With the RAN comprising around 1% to 2% of global electricity consumption (ITU), the intensification of climate change taken together with the current power site trajectory forms the basis for the increased focus on energy efficiency and CO2 reduction. Preliminary findings suggest that Intelligent RAN can play a pivotal role in curbing emissions, cutting energy consumption by 15% to 25%. As an example, Zain was able to realize 23% energy savings at a test site in Kuwait utilizing Huawei’s Intelligence-based energy saving solutions. Some operators are even more optimistic: Tele2 recently published a report demonstrating how smarter mobile networks can reduce energy consumption in the long term by as much as 30% to 40%.

The proliferation of AI now also offers the potential to improve vRAN economics. One of the main TCO challenges with vRAN/Cloud RAN is the difficulty of realizing efficiency gains from orchestrating several workloads. As a result, some are now exploring the possibility of improving the vRAN business case by realizing synergies in other ways (such as between 5G and AI). Softbank and Nvidia recently announced that they are looking at the utilization and financial benefits of deploying 5G vRAN on the same servers that run AI. While the TAM for centralized vDU implementations is limited, it will be interesting to follow Softbank’s progress here.

What does AI mean for future RAN architectures?

AI is already available in the RAN today to some degree, albeit to a limited extent. Going forward, however, the share of AI in the RAN will undoubtedly rise. In addition to increased use of AI with existing 5G networks, 5G-Advanced promises to introduce more AI and ML enhancements in the RAN, including in the air interface. And while we are still in the early days of 6G the current thinking is that AI native Air interfaces will be one of the fundamental technologies.

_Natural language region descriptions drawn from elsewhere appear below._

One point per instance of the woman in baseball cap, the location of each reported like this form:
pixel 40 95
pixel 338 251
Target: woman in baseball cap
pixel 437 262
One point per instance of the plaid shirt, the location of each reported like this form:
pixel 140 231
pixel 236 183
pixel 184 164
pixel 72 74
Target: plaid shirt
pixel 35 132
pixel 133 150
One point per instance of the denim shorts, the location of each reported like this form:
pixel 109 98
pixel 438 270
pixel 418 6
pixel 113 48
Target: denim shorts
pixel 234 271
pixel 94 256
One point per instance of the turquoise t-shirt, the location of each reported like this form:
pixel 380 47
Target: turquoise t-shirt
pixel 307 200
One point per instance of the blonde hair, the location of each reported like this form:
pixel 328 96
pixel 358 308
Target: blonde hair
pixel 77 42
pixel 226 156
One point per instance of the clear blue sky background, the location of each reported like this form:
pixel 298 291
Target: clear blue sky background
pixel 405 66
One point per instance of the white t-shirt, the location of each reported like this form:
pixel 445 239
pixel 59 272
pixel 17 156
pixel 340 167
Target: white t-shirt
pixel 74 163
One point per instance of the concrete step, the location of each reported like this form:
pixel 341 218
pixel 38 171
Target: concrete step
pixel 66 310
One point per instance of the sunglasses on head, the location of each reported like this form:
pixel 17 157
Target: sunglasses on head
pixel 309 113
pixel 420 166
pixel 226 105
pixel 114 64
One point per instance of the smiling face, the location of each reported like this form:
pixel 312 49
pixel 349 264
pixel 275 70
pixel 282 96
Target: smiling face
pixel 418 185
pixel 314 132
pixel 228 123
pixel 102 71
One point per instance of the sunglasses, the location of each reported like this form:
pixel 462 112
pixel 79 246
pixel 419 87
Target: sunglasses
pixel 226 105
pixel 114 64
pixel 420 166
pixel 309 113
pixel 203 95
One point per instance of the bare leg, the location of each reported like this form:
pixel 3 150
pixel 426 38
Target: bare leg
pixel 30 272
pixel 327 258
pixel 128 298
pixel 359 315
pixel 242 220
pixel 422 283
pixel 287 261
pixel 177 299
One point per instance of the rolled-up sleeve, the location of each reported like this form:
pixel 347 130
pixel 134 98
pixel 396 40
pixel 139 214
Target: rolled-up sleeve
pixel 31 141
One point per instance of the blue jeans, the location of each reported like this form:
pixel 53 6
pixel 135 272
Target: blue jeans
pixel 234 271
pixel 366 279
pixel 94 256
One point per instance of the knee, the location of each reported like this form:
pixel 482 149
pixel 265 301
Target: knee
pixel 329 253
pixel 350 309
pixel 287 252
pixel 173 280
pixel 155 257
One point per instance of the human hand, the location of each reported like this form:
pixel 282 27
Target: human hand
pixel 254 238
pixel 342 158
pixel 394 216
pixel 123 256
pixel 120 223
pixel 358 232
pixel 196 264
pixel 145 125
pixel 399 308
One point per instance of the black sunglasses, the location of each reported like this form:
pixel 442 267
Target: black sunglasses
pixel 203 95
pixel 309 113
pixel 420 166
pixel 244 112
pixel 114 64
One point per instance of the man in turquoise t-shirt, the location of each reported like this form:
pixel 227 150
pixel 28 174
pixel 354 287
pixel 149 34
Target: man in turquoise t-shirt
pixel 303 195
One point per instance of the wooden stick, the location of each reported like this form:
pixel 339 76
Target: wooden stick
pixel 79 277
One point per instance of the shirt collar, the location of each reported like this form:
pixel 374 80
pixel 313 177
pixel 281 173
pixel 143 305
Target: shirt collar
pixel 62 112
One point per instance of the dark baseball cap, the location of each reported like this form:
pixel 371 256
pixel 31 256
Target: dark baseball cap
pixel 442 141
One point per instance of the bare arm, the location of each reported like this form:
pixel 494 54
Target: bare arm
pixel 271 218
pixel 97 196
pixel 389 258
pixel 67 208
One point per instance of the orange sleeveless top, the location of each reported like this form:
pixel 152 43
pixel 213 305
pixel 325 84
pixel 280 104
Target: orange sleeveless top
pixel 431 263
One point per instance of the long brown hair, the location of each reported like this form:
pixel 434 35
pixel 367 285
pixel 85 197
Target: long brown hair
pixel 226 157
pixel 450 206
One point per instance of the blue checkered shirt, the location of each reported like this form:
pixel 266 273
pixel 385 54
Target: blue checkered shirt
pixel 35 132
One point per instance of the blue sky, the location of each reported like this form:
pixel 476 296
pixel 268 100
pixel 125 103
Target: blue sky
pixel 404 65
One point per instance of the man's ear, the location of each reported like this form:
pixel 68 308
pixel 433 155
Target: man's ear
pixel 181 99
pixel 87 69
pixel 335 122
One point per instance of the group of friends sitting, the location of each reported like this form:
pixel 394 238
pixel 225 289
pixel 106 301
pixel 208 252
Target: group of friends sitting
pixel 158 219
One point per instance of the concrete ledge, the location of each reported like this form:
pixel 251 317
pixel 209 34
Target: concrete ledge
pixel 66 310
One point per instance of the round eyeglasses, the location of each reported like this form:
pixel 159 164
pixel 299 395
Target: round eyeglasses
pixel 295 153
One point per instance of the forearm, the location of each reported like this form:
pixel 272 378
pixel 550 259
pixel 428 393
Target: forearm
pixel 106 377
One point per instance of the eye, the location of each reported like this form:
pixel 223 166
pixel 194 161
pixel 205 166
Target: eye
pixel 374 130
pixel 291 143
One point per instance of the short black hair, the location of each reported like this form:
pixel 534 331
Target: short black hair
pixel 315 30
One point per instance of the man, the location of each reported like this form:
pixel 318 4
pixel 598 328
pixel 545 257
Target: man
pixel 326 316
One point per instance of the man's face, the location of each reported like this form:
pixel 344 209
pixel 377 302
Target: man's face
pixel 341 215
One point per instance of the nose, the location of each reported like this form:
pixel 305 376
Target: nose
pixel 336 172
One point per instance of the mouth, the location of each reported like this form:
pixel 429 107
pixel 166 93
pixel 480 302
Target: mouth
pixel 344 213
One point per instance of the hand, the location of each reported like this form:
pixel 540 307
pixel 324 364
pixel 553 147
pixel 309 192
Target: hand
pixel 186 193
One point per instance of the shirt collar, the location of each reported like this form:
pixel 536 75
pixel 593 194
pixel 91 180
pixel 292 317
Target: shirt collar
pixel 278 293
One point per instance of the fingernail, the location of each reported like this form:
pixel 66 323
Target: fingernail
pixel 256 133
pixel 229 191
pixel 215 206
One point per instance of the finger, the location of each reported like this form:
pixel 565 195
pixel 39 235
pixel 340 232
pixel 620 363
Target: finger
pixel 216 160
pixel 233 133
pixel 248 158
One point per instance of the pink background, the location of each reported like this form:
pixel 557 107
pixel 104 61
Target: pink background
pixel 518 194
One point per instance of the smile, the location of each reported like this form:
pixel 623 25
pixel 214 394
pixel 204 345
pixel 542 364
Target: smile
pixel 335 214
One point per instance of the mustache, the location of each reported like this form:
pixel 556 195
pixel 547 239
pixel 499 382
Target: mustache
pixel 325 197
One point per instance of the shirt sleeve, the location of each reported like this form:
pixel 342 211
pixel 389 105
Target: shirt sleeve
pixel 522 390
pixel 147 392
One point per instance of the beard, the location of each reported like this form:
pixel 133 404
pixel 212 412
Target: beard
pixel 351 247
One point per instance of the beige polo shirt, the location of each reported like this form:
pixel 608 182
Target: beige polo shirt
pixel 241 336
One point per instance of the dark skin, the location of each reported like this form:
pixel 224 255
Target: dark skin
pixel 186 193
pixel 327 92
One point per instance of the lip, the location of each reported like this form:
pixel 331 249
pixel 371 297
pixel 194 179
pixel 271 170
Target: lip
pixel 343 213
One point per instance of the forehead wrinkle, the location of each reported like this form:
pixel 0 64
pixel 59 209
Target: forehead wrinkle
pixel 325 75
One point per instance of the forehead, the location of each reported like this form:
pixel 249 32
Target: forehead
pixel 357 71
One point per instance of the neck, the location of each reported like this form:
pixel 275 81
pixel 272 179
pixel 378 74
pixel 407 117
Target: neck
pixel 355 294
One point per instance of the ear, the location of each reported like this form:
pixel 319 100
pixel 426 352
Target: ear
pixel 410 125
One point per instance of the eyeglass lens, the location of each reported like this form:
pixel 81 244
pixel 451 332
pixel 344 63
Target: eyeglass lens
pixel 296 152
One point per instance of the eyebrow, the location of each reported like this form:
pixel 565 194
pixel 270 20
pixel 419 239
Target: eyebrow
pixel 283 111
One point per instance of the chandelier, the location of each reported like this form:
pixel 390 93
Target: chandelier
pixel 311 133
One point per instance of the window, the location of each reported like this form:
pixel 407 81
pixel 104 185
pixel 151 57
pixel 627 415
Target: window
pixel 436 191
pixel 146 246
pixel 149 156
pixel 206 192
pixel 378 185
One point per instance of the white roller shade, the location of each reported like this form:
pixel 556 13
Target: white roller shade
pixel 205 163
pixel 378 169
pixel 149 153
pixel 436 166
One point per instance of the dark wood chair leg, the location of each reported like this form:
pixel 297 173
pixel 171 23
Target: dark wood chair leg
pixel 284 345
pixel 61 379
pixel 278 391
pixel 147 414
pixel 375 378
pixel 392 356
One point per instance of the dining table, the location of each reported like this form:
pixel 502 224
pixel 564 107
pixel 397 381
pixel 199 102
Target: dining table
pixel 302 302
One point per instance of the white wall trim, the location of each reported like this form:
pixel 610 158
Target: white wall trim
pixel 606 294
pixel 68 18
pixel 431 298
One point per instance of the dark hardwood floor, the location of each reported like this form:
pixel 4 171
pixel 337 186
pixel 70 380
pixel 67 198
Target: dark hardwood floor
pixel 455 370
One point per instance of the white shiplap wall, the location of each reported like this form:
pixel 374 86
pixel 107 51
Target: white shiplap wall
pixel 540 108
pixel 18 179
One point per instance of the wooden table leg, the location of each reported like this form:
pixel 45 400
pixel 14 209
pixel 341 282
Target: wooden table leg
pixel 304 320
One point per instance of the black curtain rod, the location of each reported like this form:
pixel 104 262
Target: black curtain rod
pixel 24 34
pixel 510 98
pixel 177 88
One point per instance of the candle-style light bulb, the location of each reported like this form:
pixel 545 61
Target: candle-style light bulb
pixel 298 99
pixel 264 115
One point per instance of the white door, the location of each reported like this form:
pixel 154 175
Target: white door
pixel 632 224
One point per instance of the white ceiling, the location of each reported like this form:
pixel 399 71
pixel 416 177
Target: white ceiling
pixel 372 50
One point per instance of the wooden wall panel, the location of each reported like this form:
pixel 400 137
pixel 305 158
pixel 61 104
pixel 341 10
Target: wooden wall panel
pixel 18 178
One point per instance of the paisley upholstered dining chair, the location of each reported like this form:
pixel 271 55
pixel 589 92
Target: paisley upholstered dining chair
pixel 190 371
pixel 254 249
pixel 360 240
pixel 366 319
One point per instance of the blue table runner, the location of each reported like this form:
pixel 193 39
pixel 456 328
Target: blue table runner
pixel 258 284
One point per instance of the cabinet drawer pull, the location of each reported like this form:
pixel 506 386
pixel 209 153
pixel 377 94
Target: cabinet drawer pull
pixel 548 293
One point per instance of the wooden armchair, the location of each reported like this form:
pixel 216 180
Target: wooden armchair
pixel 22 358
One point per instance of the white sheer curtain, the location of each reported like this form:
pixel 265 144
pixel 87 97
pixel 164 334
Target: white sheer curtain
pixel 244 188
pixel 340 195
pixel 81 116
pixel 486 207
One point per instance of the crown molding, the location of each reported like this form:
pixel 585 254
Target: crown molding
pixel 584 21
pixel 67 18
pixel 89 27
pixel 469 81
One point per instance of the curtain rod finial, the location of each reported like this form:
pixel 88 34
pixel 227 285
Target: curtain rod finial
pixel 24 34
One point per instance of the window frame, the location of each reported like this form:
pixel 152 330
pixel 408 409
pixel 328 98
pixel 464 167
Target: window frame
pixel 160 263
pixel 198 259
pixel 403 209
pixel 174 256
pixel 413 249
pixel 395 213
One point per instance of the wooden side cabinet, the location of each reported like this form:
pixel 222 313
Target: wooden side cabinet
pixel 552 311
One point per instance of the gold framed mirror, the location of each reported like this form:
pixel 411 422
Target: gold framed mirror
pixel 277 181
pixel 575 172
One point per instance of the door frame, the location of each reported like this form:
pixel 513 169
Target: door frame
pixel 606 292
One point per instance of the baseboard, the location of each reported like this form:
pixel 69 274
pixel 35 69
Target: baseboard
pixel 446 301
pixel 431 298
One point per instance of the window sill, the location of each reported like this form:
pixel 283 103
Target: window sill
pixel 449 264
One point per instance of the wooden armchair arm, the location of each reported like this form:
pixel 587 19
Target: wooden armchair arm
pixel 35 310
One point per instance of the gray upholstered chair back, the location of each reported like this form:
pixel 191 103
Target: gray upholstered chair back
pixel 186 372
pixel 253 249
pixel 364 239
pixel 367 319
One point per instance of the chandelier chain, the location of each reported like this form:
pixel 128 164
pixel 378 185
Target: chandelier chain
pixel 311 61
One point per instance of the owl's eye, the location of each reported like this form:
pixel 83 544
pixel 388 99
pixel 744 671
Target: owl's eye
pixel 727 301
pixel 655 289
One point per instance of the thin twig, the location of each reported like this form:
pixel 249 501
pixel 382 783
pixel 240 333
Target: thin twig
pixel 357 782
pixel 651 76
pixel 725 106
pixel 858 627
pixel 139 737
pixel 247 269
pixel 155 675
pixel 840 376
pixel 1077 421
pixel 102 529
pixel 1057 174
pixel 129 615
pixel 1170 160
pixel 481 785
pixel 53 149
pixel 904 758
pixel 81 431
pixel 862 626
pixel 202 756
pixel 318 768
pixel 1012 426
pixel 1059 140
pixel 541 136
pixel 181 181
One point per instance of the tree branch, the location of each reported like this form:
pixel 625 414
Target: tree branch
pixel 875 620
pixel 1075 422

It would be premature at this early stage to attempt to paint a comprehensive picture as to how AI will transform society and the telecom networks. But compared to previously hyped technologies, one of the differences with AI is the broad-based acceptance that all roads lead to more of it. So even if this is not the magic answer for operators to grow consumer ARPU, there is no doubt that suppliers and operators will gradually increase the use of AI in and around the RAN.